Just today, someone sent me “the Dropbox hack”. I’d heard rumours of this in recent weeks and indeed Dropbox would be right up there with the three sites mentioned above in terms of newsworthiness of a hack. Only a few hours ago, I began looking at the data but before I could get far, Brian Krebs made my life a whole lot easier and wrote about how Dropbox was smeared in a week of megabreaches. The breach was fake; it was merely a rehash of the tumblr incident. But it’s how this news came to light which I find particularly concerning.

Brian details it all in his usual thorough fashion in the blog post but in a nutshell, subscribers to identity monitoring services were suddenly being told their Dropbox was hacked. When he followed the trail back to the origin, Brian found that the original claim had come via an anonymous Twitter account which was sufficient “evidence” for a service that feeds data to identity theft providers to claim that the data was legit. No independent verification, no input from Dropbox, just straight to the conclusion that they’d been hacked.

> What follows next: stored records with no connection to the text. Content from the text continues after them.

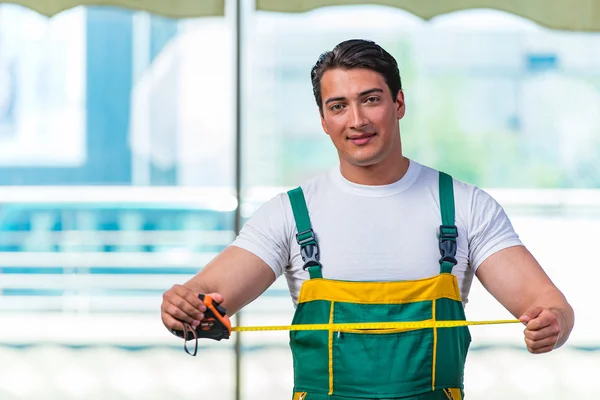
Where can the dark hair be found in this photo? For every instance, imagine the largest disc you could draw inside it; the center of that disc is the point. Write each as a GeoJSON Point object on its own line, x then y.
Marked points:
{"type": "Point", "coordinates": [356, 53]}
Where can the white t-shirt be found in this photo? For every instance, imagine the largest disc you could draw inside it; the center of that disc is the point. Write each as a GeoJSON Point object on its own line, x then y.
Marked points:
{"type": "Point", "coordinates": [378, 233]}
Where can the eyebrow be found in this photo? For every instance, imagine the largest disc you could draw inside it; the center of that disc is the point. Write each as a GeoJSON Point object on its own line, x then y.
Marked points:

Over the last day, there’s been a lot of speculation that TeamViewer has suffered a similar fate. In the one corner, many people have pointed me to a Reddit thread where there is a large vocal gathering of individuals who are rather unhappy. In the other corner, TeamViewer recently published a blog post claiming that they haven’t been hacked and that there are no security holes. They suggested that recent incidents may be related to password reuse, a premise I publicly agreed with particularly in light of those three large legitimate incidents I mentioned earlier. Responses to that tweet of mine were sometimes, well, “passionate” but the fact remains that this is frequently the cause of account takeovers.

Then finally, there’s the Badoo dating service and again, claims that they’ve been hacked. As with TeamViewer, Badoo vehemently denies the incident occurred. I don’t know whether they’ll fall into the tumblr / LinkedIn / MySpace bucket or the Dropbox bucket in terms of the legitimacy of the incident, but I’m concerned to see claims that don’t appear to have been fully substantiated. I’m especially concerned that those I’ve seen claiming Badoo has been hacked are doing so from the same veil of anonymity that protected the individual reporting on Dropbox. It’s easy to make claims of this nature when there’s no personal recourse, much harder when you actually need to take personal responsibility for your allegations.

Accusations of a site being hacked have serious consequences. Many people are uninstalling TeamViewer and deserting their service. They may have been hacked – I honestly don’t know and there are some alarming patterns I’d like to see answers to – but that’s the point I’m trying to make here in that we simply don’t have emphatic evidence one way or the other for them or Badoo just as nobody had it for Dropbox before they started claiming the file sharing service was hacked. In fact, just last month after sensationalist claims of 272 million Hotmail, Gmail Yahoo and other accounts being hacked were made then proven false, I wrote about how I verify data breaches and I reference Badoo in there as well as Zoosk (another dating service). I found major inconsistencies in the data that made it highly unlikely to be legitimate yet here we are today with both of those being on the receiving end of claims to the contrary.

Verifying data breaches takes effort and many times it will mean that no sensational headlines are due and no other personal upsides will be gained by those who benefit from these incidents. But it’s the right thing to do and we should be collectively pushing for claims to be substantiated and treating those who cannot do so with a healthy degree of scepticism.